Background#
Last night, I wanted to use fzf in conjunction with cd, which means passing the result of fzf to cd to execute, so I came up with this command:
cd $(fd --type d | fzf)
This command can indeed accomplish the task, but there are two problems:
- If you exit directly, you will return to the home directory because the execution result of
$(..)is empty. - It is cumbersome to enter so much every time.
Using alias#
Then I tried using an alias, so I added the following to .zshrc:
alias cdf="cd $(fd --type d | fzf)"
The result is that it cannot be executed directly because it directly recognizes the $(..) part and executes it, but the rest will not be executed.
Using a shell script#
Then I wrote this file:
#!/bin/sh
path=$(fd --type d --strip-cwd-prefix --hidden --follow --exclude .git --exclude node_modules | fzf)
if [ -z "$path" ]; then
exit
fi
cd "$path" || exit
The result is also not working. I added a line echo "$PWD" at the bottom, and I saw that it was executed, but it became ineffective after the program exited.
Solution#
Finally, I found that I can use source xxx or . xxx to solve it.

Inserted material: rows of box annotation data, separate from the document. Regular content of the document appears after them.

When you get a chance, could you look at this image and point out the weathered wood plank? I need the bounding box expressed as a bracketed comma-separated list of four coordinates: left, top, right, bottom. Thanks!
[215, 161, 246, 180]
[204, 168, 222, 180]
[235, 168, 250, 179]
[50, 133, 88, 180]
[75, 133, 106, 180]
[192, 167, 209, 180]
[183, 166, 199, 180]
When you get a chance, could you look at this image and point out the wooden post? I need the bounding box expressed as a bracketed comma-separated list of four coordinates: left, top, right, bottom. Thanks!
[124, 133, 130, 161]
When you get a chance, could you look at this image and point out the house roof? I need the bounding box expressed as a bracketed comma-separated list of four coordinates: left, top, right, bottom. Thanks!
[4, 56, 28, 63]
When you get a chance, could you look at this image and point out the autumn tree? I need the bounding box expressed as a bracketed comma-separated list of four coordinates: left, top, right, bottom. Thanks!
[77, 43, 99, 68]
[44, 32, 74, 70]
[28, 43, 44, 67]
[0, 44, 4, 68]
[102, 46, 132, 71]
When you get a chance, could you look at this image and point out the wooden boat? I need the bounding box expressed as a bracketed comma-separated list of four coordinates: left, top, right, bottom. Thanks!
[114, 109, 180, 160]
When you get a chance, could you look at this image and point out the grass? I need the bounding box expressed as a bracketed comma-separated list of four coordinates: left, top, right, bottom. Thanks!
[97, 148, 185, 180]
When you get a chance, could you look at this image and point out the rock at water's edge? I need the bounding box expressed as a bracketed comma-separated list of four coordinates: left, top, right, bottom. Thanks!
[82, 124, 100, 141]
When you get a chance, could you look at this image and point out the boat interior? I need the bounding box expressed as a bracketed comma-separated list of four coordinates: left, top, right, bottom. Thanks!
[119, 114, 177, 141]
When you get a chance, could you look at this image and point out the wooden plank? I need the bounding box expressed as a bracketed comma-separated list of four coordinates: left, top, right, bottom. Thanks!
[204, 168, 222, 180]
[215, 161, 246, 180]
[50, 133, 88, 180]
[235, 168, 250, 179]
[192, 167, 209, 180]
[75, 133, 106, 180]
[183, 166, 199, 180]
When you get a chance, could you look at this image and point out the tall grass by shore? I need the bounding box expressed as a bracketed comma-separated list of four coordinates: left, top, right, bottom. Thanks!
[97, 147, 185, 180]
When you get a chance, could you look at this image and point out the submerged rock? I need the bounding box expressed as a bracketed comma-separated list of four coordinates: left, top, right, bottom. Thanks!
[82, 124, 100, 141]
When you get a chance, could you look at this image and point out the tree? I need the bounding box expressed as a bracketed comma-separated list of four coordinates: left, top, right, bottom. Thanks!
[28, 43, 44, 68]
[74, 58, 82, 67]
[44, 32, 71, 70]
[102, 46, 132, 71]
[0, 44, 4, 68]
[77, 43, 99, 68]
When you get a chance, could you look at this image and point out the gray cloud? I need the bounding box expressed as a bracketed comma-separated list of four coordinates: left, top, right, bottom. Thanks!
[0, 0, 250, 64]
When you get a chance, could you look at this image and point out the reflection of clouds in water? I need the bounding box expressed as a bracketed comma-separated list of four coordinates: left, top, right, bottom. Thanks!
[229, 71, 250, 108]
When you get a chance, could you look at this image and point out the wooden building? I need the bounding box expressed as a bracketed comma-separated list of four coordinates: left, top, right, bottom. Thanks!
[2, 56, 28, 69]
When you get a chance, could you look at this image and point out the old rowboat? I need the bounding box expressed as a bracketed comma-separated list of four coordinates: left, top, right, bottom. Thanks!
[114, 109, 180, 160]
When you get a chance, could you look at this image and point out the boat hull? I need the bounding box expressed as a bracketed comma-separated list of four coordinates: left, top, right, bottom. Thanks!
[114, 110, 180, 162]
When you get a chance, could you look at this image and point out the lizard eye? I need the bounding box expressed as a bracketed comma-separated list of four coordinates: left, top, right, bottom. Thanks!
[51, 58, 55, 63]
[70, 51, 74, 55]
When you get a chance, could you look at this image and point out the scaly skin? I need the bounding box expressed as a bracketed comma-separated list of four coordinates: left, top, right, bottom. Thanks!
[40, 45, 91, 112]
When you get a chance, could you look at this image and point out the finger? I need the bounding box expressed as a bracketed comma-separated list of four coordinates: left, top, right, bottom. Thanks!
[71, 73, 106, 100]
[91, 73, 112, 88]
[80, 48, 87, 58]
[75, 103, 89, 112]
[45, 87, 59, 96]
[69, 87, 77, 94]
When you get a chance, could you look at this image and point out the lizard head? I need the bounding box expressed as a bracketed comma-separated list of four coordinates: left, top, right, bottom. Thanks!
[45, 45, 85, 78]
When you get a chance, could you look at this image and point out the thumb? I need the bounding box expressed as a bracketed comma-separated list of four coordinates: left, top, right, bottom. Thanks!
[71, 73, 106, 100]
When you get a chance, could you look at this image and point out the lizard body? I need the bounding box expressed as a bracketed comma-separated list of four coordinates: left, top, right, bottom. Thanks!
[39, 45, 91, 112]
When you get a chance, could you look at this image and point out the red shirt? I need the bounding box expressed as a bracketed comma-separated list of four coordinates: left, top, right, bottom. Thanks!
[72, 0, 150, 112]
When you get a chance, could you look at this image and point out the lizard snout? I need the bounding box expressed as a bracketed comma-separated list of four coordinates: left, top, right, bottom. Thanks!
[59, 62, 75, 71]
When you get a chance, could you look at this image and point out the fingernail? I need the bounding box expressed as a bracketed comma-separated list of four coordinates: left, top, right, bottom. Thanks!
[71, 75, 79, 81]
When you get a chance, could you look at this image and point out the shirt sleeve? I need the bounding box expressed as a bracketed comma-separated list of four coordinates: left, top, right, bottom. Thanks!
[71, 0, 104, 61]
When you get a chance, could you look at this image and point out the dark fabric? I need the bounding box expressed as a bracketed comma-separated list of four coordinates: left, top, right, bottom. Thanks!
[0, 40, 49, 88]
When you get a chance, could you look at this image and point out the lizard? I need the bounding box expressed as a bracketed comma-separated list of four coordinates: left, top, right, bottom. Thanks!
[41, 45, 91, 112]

In the end, I used alias+shell script to complete this operation:
alias cdf="source /path/to/cdf"
At the same time, it also solves the two problems mentioned above.
Why can source solve it?#
The reason why running the shell script directly doesn't work is because it is not running in the current shell environment, but in a subshell, so the result cannot change the current file directory.
However, source or . represents executing in the current shell environment, so it can succeed.
Update#
2022/11/18#
Today I discovered an easier solution, which is to write a shell function:
function cd() {
cd "$(fzf)"
}
Add it to .zshrc (I'm using zsh), and then enter cd in the command line.